Press kit/Wikimedia Foundation

From Meta, a Wikimedia project coordination wiki

The rapid growth of Wikipedia and the development of related free-knowledge projects which complement it suggested the need for an infrastructure to support these altruistic endeavors. Wikimedia Foundation was incorporated in St. Petersburg, Florida to provide this infrastructure, and was approved by the U.S. IRS as a 501(c)3 non-profit educational foundation in the category "Adult, continuing education" in April of 2003. In addition to allowing U.S. tax-deductible donation to pay for hardware and bandwidth expenses, the Foundation is a central organizing point for continuing development, new projects, and administrative responsibilities.

As befits a volunteer-driven organization, most everyone in Wikimedia Foundation serves in multiple roles. Members of the 5-member Board of Trustees recently hired an interim Executive Director to oversee the Foundation while also serving as General Counsel. Committees of volunteers organize to meet the Foundation's needs such as communications, fundraising, or special projects under the Board's approval.
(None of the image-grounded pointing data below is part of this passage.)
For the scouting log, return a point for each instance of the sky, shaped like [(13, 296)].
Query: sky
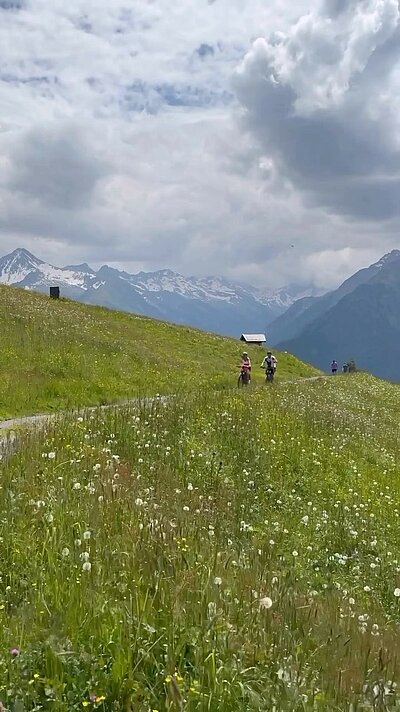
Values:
[(250, 139)]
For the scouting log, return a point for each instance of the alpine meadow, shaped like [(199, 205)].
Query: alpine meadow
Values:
[(221, 549)]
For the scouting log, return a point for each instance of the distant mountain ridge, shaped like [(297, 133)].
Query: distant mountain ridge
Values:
[(210, 303), (359, 320)]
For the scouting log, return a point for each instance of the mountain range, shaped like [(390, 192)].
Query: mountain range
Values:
[(210, 303), (360, 320)]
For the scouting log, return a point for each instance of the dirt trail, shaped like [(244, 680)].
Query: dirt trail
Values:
[(12, 424)]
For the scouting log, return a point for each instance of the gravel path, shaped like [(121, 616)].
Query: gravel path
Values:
[(13, 424)]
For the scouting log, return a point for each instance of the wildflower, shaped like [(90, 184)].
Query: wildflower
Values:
[(212, 609), (266, 602)]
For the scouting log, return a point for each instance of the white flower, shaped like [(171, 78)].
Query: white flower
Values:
[(265, 602)]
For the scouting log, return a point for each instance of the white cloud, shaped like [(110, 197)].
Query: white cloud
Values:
[(119, 139)]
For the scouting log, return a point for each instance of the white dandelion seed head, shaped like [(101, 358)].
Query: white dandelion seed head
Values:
[(266, 602)]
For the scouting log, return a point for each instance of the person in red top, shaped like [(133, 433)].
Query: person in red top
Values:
[(246, 363)]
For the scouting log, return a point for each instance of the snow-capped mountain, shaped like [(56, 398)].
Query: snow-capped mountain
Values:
[(211, 303)]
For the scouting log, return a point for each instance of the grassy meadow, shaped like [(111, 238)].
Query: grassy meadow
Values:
[(62, 354), (220, 551)]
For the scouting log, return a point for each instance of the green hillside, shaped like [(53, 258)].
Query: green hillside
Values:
[(226, 551), (55, 355)]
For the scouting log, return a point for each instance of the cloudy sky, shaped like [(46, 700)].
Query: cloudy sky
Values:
[(258, 140)]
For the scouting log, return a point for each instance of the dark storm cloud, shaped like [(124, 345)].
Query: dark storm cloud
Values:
[(327, 125)]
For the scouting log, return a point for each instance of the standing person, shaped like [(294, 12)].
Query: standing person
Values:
[(270, 363), (246, 364)]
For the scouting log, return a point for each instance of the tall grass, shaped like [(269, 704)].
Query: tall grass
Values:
[(225, 551), (62, 354)]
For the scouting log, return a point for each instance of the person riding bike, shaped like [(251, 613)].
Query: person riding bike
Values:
[(245, 366), (270, 363)]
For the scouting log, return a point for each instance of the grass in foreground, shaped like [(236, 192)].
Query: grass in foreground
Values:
[(57, 355), (231, 551)]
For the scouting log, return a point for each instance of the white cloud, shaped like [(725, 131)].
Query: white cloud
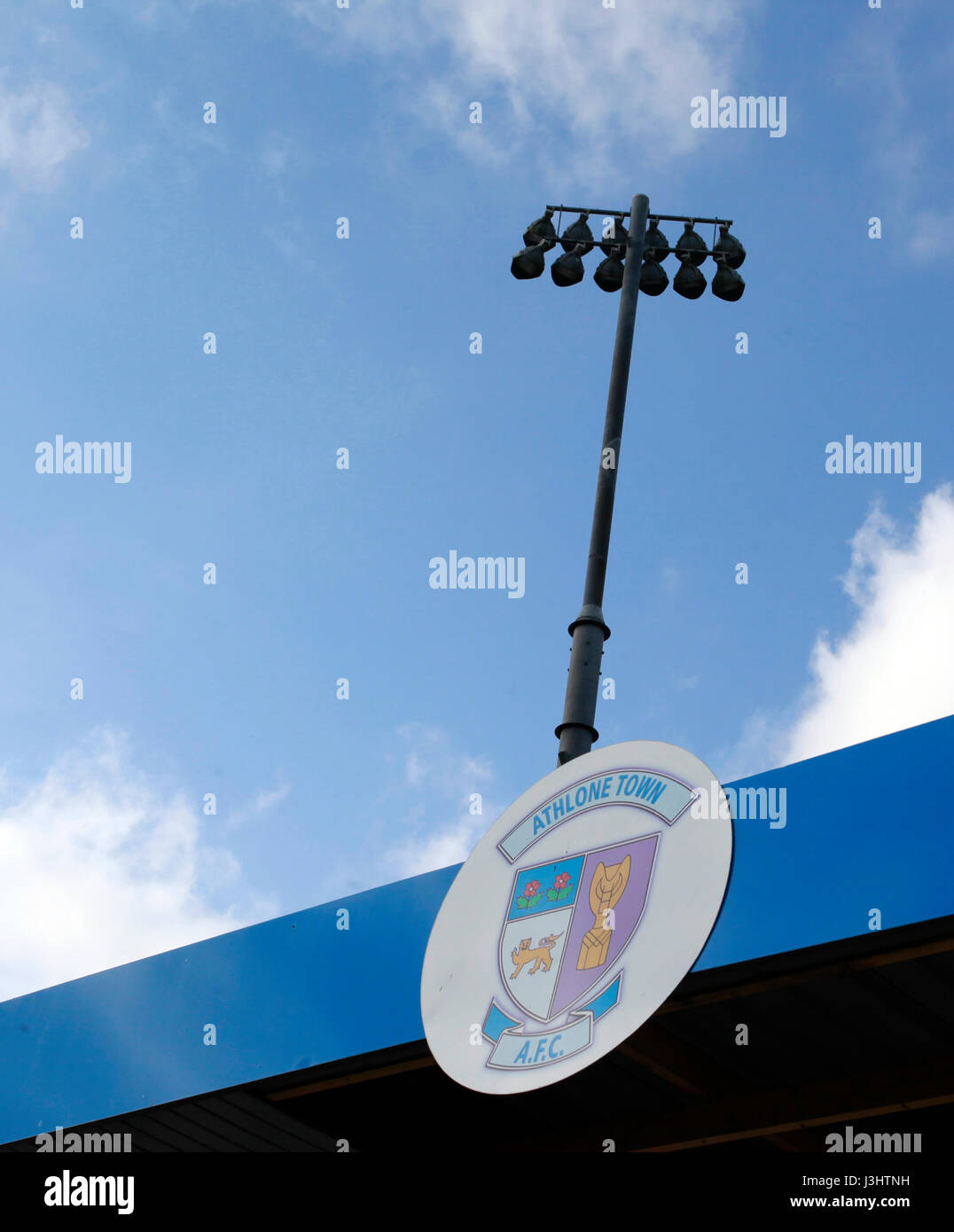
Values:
[(100, 868), (895, 667), (602, 74), (262, 802), (38, 133)]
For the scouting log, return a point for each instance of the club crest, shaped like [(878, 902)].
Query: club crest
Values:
[(604, 890)]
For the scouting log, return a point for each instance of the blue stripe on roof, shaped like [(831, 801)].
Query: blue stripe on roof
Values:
[(868, 827)]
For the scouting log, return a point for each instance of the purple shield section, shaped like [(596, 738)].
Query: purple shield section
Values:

Each project, such as Wikipedia, Wikibooks, or Wiktionary, is approved by the Board but once approved develops its own internal structures for oversight so are semi-autonomous and self-governing with the Foundation providing servers and bandwidth but not involved in the day-to-day editorial and community governance.

The system-level infrastructure is by far the greatest cost for the Foundation, with hardware purchases and bandwidth expenditures amounting to XX% of the budget in 2005.